This is equivalent to 1.1 million cars.
The researchers from the University of Queensland and University of Canterbury used models of wild pig population density, soil damage, and their effect on soil carbon emissions to reach their findings.
University of Queensland's Dr Christopher O'Bryan said the wild pigs could be a significant threat to the climate.
"Wild pigs are just like tractors ploughing through fields, turning over soil to find food," O’Bryan said.
"When soils are disturbed from humans ploughing a field or, in this case, from wild animals uprooting, carbon is released into the atmosphere.
"Since soil contains nearly three times as much carbon than in the atmosphere, even a small fraction of carbon emitted from soil has the potential to accelerate climate change."
"Our models show a wide range of outcomes, but they indicate that wild pigs are most likely currently uprooting an area of around 36,000 to 124,000 square kilometres, in environments where they’re not native," he said.
"This is an enormous amount of land, and this not only affects soil health and carbon emissions, but it also threatens biodiversity and food security that are crucial for sustainable development."

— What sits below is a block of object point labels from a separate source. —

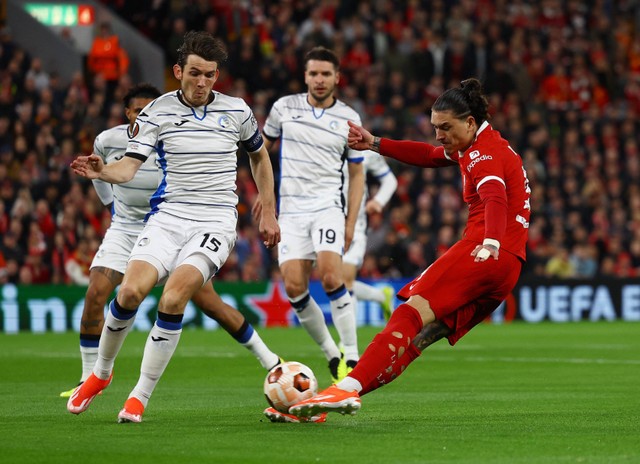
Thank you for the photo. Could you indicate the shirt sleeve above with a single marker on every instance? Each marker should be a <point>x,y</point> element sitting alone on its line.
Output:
<point>273,125</point>
<point>415,153</point>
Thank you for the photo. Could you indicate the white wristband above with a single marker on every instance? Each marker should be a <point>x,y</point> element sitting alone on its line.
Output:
<point>492,242</point>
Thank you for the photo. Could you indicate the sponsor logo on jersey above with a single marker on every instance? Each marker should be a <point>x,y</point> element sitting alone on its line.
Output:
<point>477,160</point>
<point>224,121</point>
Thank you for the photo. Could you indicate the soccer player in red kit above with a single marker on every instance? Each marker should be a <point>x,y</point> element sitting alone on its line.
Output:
<point>468,282</point>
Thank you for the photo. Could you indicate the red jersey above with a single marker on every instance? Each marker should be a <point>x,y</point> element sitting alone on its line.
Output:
<point>495,185</point>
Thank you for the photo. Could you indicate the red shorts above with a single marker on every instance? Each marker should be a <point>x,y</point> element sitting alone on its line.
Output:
<point>461,292</point>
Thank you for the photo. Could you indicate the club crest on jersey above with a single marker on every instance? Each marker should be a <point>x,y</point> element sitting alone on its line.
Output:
<point>224,121</point>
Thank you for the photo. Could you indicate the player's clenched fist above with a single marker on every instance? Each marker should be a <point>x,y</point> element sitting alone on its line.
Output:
<point>88,166</point>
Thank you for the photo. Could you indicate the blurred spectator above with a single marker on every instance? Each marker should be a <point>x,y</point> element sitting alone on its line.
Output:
<point>563,82</point>
<point>78,263</point>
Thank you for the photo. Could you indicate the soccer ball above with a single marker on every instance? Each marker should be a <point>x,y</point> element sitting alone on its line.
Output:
<point>289,383</point>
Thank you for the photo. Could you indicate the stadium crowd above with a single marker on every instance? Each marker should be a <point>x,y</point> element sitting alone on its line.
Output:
<point>563,78</point>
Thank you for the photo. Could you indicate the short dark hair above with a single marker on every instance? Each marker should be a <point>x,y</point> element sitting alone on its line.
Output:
<point>143,90</point>
<point>464,101</point>
<point>322,54</point>
<point>204,45</point>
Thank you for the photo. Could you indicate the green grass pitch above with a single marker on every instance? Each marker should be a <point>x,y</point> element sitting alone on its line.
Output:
<point>514,393</point>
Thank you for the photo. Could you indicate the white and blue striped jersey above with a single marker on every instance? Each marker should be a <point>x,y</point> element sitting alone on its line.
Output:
<point>130,199</point>
<point>196,151</point>
<point>313,153</point>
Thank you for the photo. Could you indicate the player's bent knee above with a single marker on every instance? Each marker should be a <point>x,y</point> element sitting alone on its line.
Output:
<point>173,301</point>
<point>422,305</point>
<point>294,289</point>
<point>331,281</point>
<point>130,297</point>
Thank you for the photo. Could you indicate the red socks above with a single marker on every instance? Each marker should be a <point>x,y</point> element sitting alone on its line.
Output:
<point>391,351</point>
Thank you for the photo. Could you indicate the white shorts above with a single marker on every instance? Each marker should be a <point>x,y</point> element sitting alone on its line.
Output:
<point>114,250</point>
<point>303,236</point>
<point>167,242</point>
<point>355,253</point>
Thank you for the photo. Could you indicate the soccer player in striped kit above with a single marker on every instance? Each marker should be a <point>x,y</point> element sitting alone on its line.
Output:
<point>191,229</point>
<point>130,204</point>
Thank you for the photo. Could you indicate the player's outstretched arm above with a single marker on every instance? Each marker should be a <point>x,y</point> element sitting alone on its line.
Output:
<point>262,172</point>
<point>354,200</point>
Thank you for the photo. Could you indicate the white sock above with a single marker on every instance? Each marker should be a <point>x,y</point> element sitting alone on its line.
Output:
<point>312,319</point>
<point>349,384</point>
<point>114,332</point>
<point>160,346</point>
<point>89,355</point>
<point>260,350</point>
<point>344,319</point>
<point>367,292</point>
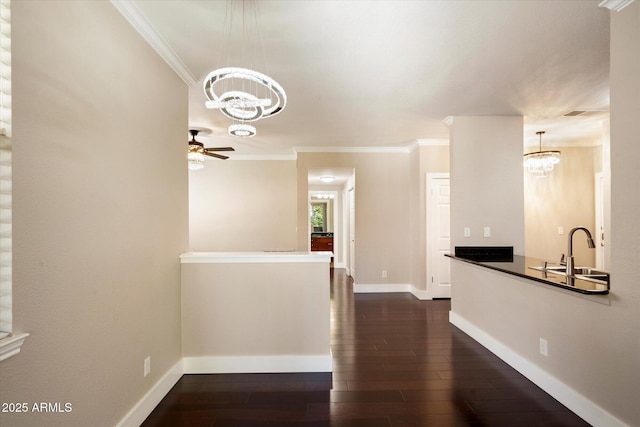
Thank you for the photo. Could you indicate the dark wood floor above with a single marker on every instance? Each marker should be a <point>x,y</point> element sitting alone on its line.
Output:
<point>397,362</point>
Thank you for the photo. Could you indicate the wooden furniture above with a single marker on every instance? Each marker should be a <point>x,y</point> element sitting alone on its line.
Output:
<point>321,243</point>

University of Canterbury PhD candidate Nicholas Patton said the research has ramifications for curbing the effects of climate change.
"Invasive species are a human caused problem, so we need to acknowledge and take responsibility for their environmental and ecological implications," Patton said.

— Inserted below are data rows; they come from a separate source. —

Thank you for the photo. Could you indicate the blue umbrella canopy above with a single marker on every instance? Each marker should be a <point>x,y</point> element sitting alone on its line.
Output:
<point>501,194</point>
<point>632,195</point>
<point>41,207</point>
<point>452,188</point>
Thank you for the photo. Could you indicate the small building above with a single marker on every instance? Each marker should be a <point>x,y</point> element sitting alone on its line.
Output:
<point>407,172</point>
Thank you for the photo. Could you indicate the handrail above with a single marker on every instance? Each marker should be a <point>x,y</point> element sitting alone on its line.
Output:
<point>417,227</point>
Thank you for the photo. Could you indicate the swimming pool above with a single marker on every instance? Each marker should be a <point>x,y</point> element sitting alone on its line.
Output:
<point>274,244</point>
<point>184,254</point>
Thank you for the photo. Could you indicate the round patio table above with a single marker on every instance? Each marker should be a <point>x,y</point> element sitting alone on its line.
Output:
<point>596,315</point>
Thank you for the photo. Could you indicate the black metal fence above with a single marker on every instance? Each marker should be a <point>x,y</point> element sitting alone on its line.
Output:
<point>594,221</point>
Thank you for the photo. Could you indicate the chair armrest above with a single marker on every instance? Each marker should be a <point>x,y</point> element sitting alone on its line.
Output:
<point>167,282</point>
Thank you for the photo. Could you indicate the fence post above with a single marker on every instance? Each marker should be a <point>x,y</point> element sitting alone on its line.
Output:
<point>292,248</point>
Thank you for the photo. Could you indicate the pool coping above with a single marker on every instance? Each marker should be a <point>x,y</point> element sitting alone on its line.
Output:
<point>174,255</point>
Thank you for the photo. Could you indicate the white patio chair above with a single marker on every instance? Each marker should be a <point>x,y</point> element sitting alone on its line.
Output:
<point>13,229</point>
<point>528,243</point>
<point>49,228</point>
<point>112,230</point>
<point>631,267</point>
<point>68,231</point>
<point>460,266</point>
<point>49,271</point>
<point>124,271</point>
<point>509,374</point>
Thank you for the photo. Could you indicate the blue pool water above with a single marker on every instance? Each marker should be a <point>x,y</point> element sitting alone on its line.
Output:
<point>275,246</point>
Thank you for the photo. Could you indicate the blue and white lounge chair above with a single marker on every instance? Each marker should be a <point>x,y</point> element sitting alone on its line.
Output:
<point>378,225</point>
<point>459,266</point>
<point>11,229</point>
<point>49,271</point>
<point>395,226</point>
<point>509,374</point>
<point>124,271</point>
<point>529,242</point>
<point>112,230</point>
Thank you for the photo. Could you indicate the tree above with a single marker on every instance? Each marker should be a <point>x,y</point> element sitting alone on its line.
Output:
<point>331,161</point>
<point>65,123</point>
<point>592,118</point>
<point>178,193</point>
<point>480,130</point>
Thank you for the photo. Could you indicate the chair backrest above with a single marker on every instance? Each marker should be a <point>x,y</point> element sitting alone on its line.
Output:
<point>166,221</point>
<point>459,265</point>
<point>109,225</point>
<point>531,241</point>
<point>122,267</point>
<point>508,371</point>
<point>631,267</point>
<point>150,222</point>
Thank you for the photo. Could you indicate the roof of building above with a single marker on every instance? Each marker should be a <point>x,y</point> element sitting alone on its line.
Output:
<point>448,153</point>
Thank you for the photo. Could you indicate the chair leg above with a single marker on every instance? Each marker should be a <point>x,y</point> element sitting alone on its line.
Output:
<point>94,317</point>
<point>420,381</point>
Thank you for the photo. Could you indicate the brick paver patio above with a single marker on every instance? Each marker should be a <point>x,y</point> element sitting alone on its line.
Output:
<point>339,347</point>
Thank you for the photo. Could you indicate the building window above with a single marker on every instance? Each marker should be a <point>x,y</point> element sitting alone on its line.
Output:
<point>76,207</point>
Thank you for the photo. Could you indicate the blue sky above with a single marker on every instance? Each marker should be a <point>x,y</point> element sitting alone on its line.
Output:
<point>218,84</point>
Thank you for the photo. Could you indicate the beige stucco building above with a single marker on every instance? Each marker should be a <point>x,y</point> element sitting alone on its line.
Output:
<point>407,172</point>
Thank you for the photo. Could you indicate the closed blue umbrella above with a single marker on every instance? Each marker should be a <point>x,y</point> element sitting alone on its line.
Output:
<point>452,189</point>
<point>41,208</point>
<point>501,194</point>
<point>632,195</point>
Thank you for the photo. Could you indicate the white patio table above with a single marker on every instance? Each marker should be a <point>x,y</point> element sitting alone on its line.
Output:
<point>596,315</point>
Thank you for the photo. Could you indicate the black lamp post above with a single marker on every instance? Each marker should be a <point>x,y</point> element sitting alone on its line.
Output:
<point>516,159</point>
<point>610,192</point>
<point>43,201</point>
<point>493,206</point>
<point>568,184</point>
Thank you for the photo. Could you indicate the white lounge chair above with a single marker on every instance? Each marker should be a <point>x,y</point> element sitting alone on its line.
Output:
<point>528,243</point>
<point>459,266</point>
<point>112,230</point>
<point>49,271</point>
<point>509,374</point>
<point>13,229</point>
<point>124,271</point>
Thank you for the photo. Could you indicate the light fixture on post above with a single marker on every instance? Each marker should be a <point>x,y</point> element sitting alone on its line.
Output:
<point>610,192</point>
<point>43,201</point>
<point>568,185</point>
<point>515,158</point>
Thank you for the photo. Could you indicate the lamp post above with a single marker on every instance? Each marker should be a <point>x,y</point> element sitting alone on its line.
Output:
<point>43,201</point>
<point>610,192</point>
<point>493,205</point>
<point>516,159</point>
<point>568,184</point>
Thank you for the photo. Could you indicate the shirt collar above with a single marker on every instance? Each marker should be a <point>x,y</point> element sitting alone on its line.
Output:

"If invasive pigs are allowed to expand into areas with abundant soil carbon, there may be an even greater risk of greenhouse gas emissions in the future.
"Because wild pigs are prolific and cause widespread damage, they’re both costly and challenging to manage."
"Wild pig control will definitely require cooperation and collaboration across multiple jurisdictions, and our work is but one piece of the puzzle, helping managers better understand their impacts," he said.
"It’s clear that more work still needs to be done, but in the interim, we should continue to protect and monitor ecosystems and their soil which are susceptible to invasive species via loss of carbon."